I’m looking for a single expression, mutates an element and returns the modified list

The following is a bit verbose

# key=0; value=3; rng=[1,2]
[(v if i != key else value) for i, v in enumerate(rng)]


I’m looking for a way to inline the following function in a single expression

def replace(rng: List, key: int, value):
    a = list(rng) 
    a[key] = value
    return a

Edit 2: the code that actually motivated this question

class TextDecoder(nn.Module):
    def forward(self, x: Tensor, kv_cache: Tensor):
        kv_cache_write = torch.zeros((_:=list(kv_cache.shape))).__setitem__(-2, x.shape[-1]) or _)
Asked By: Tom Huntington



# key=0; value=3; rng=[1,2]
print(rng.__setitem__(key, value) or rng)

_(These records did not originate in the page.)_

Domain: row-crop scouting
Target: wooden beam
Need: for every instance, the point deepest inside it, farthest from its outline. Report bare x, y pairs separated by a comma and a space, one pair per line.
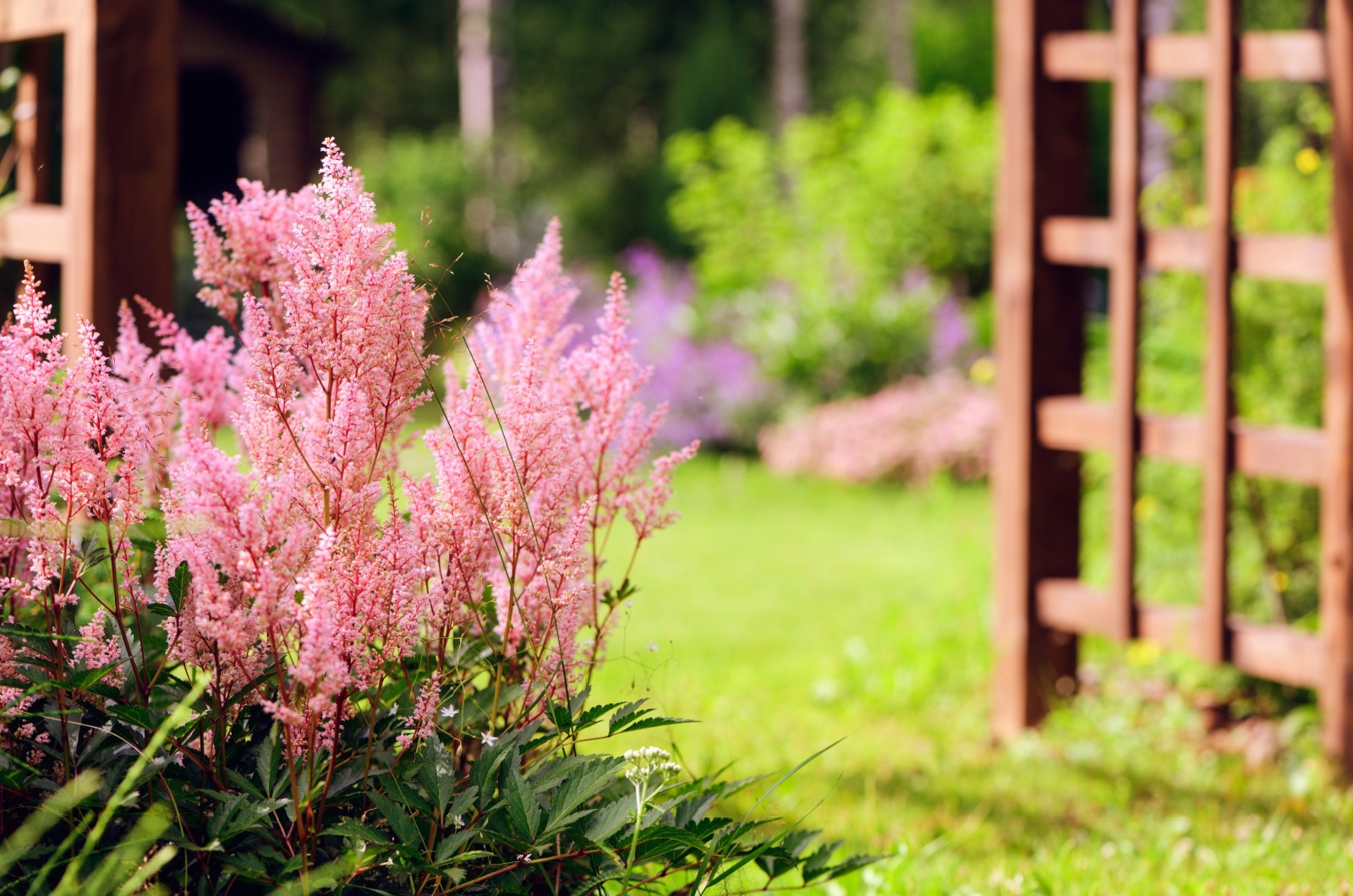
1337, 488
78, 167
1271, 56
1039, 349
1291, 454
1123, 305
1218, 405
37, 233
135, 148
1089, 243
26, 19
1276, 653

If you don’t want to modify the original list rng, you can do

print((_:=list(rng)).__setitem__(key, value) or _)

unfortunately this leaks the variable _.

Answered By: Tom Huntington

Try list concatenation:

key = 0
value = 3
rng = [1, 2]

out = rng[:key] + [value] + rng[key+1:]

rng[:key] is a copy of the list up to the key (exclusive), [value] is a new list where the only element is value, and rng[key+1] is a copy of the list from the key on (exclusive). Concatenate these together, and you get a copy where the key is replaced.

Answered By: Michael M.

Maybe better than list concatenation:

[*rng[:key], value, *rng[key+1:]]


[a for a, a[key] in [(rng[:], value)]][0]

Or if you are just assigning the result to a variable (as discussed) you can do:

a, a[key] = rng[:], value
Answered By: Kelly Bundy